In this article we show you how you can use models that were trained with the MMDET framework. For the spine detection task we trained four different models:

  • Faster RCNN
  • Cascade RCNN
  • Deformable DETR
  • CO-DETR

Model implementations

In MMDET each model implementation is described by a configuration file. Below you can see a list of all the models that have been trained on the spine dataset and are supported by the MMDET docker container.

Faster RCNN

Model Configfile
faster_rcnn faster_rcnn_r50_fpn_1x_coco
faster_rcnn faster_rcnn_r101_fpn_1x_coco
faster_rcnn faster_rcnn_x101_32x4d_fpn_1x_coco
faster_rcnn faster_rcnn_x101_64x4d_fpn_1x_coco

Cascade RCNN

Model Configfile
Cascade RCNN cascade_rcnn_r50_fpn_1x_coco
Cascade RCNN cascade_rcnn_r101_fpn_1x_coco
Cascade RCNN cascade_rcnn_x101_32x4d_fpn_1x_coco
Cascade RCNN cascade_rcnn_x101_64x4d_fpn_1x_coco

Deformable DETR

Model Configfile
Deformable DETR deformable_detr_r50_16x2_50e_coco
Deformable DETR deformable_detr_refine_r50_16x2_50e_coco
Deformable DETR deformable_detr_twostage_refine_r50_16x2_50e_coco

Co-DETR

Model Configfile
Co-DETR co_dino_5scale_swin_large_16e_o365tococo_spine

Configure the MMDET docker container

First we need to add the MMDET image to a docker compose file. Have a look at the docker-compose.yml file in this repository. The following section should be part of this file:

services:
  mmdet:
    image: tnodecode/spine-co-detr
    hostname: spine-co-detr
    ports:
      - 8081:80
    volumes:
      - ./available_models.yml:/app/available_models.yml
      - ./models/mmcv:/app/runs

This means when you run the docker environment with the command docker compose up -d a docker container based on the image tnodecode/spine-co-detr is started. It will run on port 8081 on your machine. Also two directories will be mapped into the container. First the available_models.yml file in the root directory of this repository will be mapped to the /app/available_models.yml directory inside of the container. Also the directory ./models of this repository will be mapped to the /app/runs directory inside the container. This means if you have a model weight file on this machine placed in ./models/mmvc/my_weights.pth it will be available in the container under /app/runs/my_weights.pth.

Updating the docker image

You can update the MMDET docker image by running th e command docker pull tnodecode/spine-co-detr in your terminal. Sometimes docker compose doen't check for newer versions of the docker images.

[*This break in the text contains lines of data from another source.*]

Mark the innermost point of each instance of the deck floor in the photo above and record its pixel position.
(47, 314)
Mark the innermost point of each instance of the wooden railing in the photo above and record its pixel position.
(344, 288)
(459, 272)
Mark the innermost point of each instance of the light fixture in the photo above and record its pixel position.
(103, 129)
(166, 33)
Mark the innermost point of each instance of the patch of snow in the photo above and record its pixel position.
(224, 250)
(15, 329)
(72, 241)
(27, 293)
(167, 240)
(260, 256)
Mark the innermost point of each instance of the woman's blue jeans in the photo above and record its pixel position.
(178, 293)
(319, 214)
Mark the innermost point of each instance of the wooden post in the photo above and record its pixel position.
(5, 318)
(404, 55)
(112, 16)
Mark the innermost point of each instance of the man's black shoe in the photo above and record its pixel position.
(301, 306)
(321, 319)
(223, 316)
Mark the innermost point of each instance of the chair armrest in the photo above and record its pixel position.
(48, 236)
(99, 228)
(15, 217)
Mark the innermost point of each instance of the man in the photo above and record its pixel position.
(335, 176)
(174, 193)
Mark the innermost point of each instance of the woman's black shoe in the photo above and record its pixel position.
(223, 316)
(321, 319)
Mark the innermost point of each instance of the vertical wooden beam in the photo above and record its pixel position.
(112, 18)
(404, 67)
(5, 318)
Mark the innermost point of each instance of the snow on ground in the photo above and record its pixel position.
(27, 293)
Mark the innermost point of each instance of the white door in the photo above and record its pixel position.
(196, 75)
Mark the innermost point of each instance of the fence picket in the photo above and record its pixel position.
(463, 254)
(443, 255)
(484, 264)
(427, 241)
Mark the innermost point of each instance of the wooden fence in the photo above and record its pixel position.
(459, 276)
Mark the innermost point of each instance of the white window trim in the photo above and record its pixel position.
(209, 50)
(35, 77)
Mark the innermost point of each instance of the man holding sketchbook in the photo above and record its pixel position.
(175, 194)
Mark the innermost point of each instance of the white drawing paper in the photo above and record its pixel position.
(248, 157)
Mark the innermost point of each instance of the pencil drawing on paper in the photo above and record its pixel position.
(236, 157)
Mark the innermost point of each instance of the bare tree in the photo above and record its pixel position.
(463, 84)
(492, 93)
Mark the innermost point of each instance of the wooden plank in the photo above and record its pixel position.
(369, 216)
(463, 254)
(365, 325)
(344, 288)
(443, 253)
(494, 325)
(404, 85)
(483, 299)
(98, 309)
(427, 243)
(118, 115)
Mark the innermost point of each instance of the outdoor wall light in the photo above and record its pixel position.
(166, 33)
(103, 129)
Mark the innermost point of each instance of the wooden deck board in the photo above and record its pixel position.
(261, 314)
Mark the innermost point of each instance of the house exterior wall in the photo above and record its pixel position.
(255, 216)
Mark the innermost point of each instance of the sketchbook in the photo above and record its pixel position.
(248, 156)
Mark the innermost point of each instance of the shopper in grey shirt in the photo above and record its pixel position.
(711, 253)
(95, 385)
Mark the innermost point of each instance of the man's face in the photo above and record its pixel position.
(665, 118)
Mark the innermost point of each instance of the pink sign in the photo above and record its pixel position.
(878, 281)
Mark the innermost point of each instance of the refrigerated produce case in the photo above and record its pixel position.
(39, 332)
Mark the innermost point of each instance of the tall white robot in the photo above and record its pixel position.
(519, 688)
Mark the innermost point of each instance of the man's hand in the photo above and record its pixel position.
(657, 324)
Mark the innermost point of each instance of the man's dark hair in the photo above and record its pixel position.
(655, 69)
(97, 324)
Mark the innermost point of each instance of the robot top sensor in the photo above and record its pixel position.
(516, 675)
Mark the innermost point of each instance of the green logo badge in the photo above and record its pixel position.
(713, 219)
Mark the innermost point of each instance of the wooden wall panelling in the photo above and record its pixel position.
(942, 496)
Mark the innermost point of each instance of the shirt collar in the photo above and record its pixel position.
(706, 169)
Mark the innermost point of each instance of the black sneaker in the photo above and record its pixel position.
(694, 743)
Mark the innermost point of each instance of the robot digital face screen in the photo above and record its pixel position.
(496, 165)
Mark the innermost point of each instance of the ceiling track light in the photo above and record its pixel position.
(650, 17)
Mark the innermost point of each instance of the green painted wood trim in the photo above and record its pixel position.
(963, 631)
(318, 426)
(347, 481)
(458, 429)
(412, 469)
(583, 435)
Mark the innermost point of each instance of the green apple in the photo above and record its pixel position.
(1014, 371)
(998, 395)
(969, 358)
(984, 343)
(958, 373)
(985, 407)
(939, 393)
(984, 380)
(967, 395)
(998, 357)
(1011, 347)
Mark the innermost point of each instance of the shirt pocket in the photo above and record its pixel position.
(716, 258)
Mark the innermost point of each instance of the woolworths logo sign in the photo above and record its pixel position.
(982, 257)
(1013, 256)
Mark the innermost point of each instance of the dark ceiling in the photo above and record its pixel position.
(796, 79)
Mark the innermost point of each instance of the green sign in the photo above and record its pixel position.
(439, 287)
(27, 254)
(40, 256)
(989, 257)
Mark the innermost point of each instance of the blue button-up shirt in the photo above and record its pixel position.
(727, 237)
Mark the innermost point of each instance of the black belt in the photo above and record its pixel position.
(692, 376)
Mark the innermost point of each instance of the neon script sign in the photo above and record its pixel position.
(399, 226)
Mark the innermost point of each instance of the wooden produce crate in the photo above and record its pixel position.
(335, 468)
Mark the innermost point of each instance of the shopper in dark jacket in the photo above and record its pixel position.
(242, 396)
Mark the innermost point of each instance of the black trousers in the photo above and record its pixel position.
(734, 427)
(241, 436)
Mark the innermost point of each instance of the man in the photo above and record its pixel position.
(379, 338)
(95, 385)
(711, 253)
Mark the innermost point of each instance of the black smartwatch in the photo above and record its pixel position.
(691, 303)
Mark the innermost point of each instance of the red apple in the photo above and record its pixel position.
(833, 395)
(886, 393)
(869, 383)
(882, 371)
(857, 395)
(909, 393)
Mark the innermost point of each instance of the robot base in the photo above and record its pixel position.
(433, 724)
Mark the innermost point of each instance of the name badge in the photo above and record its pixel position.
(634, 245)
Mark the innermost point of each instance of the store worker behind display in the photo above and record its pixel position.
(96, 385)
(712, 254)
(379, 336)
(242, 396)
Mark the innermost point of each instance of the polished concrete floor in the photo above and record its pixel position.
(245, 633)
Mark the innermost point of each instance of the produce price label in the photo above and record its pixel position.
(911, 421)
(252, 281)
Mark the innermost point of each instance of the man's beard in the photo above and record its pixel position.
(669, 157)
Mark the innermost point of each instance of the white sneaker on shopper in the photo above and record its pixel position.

Configuring the available models

Next we need to tell the container which models we have trained and where the weight files of these models are. This is what the available_models.yml file is resposible for. For each available weight file we need to create an entry like the following one in this file:

faster-rcnn-r50:
  config: ./configs/faster_rcnn/faster_rcnn_r50_fpn_1x_coco.py
  weights: ./runs/faster_rcnn_r50_fpn_1x_coco/epoch_9.pth

Each entry needs to have a unique key like faster-rcnn-r50 in this example. The key can be chosen freely. Each key has an attribute named config and an attribute named weights. The config attribute points to the configuration file inside of the docker container. Usually in MMDET configuration files are places in the subdirectory ./configs/<model_name>/<config_file>.py. Replace <model_name> with one of the supported model names from the table above and <config_file> with the corresponding configuration file name. For the weights parameter add the path relative to the /app directory of the weight file. As we explained earlier a weight file that is stored under ./models/mmcv/faster_rcnn/faster_rcnn_r50_fpn_1x_coco/epoch_9.pth in this repository will be mapped to the path /app/runs/faster_rcnn/faster_rcnn_r50_fpn_1x_coco/epoch_9.pth inside of the docker container, so the path relative to /app would be ./runs/faster_rcnn/faster_rcnn_r50_fpn_1x_coco/epoch_9.pthin this case.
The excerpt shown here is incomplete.